Skandera has been a contentious figure for her educational reform ideas. But this week, a different issue came up: Skandera’s frequent out-of-state trips, many of which are funded by nonprofits that contract with PED.

Travel vouchers—obtained from the state Department of Finance and Administration via a public-records request by the union-funded Independent Source PAC—show that Skandera has traveled to various locations around the country and internationally during her two years in office.

Often, her travel is paid for by groups like the Foundation for Excellence in Education, a nonprofit founded by former Florida Gov. Jeb Bush, which advocates for the same education reforms—charter schools, third-grade retention and A-F school grading—that Skandera is pushing through in New Mexico.

Although many of the trips aren’t costing New Mexico taxpayers a dime, and travel isn’t uncommon for high-ranking officials, critics say the fact that state contractors are paying for them may compromise Skandera’s integrity. Those concerns emerged during Saturday’s confirmation hearing, when Michael Corwin—the head of ISPAC, which has been highly critical of Martinez—presented his investigation of Skandera.

Corwin raised the issue of whether a state contractor paying for Skandera’s travel would violate the state’s Gift Act, which holds that a “government contractor shall not donate gifts of an aggregate market value greater than one thousand ($1,000) in a calendar year to any one state officer or employee.”

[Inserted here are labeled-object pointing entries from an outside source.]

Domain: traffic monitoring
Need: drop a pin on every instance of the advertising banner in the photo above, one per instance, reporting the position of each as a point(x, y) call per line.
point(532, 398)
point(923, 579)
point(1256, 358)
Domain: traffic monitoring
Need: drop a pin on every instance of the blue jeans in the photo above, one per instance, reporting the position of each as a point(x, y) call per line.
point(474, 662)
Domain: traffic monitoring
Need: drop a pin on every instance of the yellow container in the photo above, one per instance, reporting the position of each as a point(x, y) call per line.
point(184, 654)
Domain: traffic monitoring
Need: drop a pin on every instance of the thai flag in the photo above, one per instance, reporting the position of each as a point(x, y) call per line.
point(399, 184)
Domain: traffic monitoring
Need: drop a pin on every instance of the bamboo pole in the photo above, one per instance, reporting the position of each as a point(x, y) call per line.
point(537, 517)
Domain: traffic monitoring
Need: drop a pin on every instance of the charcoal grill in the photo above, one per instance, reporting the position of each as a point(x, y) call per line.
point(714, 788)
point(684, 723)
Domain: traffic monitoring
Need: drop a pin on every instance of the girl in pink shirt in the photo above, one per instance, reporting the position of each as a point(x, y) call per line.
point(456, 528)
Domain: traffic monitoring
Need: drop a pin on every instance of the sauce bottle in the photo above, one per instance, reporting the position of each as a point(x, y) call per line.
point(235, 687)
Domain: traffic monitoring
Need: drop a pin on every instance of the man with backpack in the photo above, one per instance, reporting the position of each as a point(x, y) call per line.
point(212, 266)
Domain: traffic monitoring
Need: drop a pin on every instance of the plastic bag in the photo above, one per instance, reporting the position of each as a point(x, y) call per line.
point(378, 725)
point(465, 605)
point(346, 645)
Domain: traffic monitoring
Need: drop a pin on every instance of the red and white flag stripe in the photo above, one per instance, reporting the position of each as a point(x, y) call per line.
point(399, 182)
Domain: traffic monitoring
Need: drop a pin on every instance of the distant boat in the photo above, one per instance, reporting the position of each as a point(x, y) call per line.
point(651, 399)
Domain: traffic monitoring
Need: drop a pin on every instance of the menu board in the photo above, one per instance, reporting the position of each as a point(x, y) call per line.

The act, however, offers various exceptions—including travel connected with a state employee’s “official duties.” Indeed, each of Skandera’s travel vouchers states that the trip is “required.” PED spokesman Larry Behrens did not directly respond to SFR’s questions about whether some trips may have violated the Gift Act.

Corwin’s research shows that, over the past two years, various PED contractors have paid for Skandera’s flights and hotel rooms. For instance, in 2011, PED paid the Minnesota-based Summit Education Associates, LLC, more than $96,000 for “professional services,” according to the state’s Sunshine Portal.

The company lists as its manager FEE Senior Policy Fellow Christy Hovanetz, who helped advise Skandera on legislation [news, Feb. 19: “Business School”]. Then, in June 2012, FEE paid nearly $3,000 to fly Skandera—who is a member of Chiefs for Change, a FEE-operated group of public officials who support the nonprofit’s reform agenda—to a Chiefs meeting in Washington, DC, followed by FEE’s “Festival of Education” in London.

Skandera also serves on the board of the Partnership for Assessment of Readiness for College and Careers, a consortium of 22 states “working together to develop a common set of K-12 assessments in English and math”—online evaluations Skandera plans to implement in New Mexico in 2015. Travel vouchers show PARCC paid a total of more than $2,000 for Skandera to attend board meetings in Washington, DC, and Alexandria, Va.

PARCC, too, has ties to state money: It’s run by Washington, DC-based nonprofit Achieve, Inc., which last year landed a $39,660 contract with PED, according to the Sunshine Portal.

Skandera is also a member of the nonprofit National Association of Charter School Authorizers, which paid at least $1,800 to send her to a four-day leadership conference in Memphis, Tenn., in October 2012. NACSA, a nonprofit, has had a relationship with New Mexico since “years before” Skandera took office, Behrens tells SFR in an email, explaining that “the extent of this relationship is no more than $3,000 paid annually in membership fees.”

When asked for a response to Corwin’s allegations, Behrens responded: “Over two days of the hearing, supporters for Secretary Skandera and reform for our students outnumbered those who stand for the status quo. As far as responding to the presentation, it is beyond disappointing that a political operative funded by special interests is given more time before this committee than the citizens of New Mexico who traveled hundreds of miles to testify.”

The committee is scheduled to continue Skandera’s confirmation hearing this week.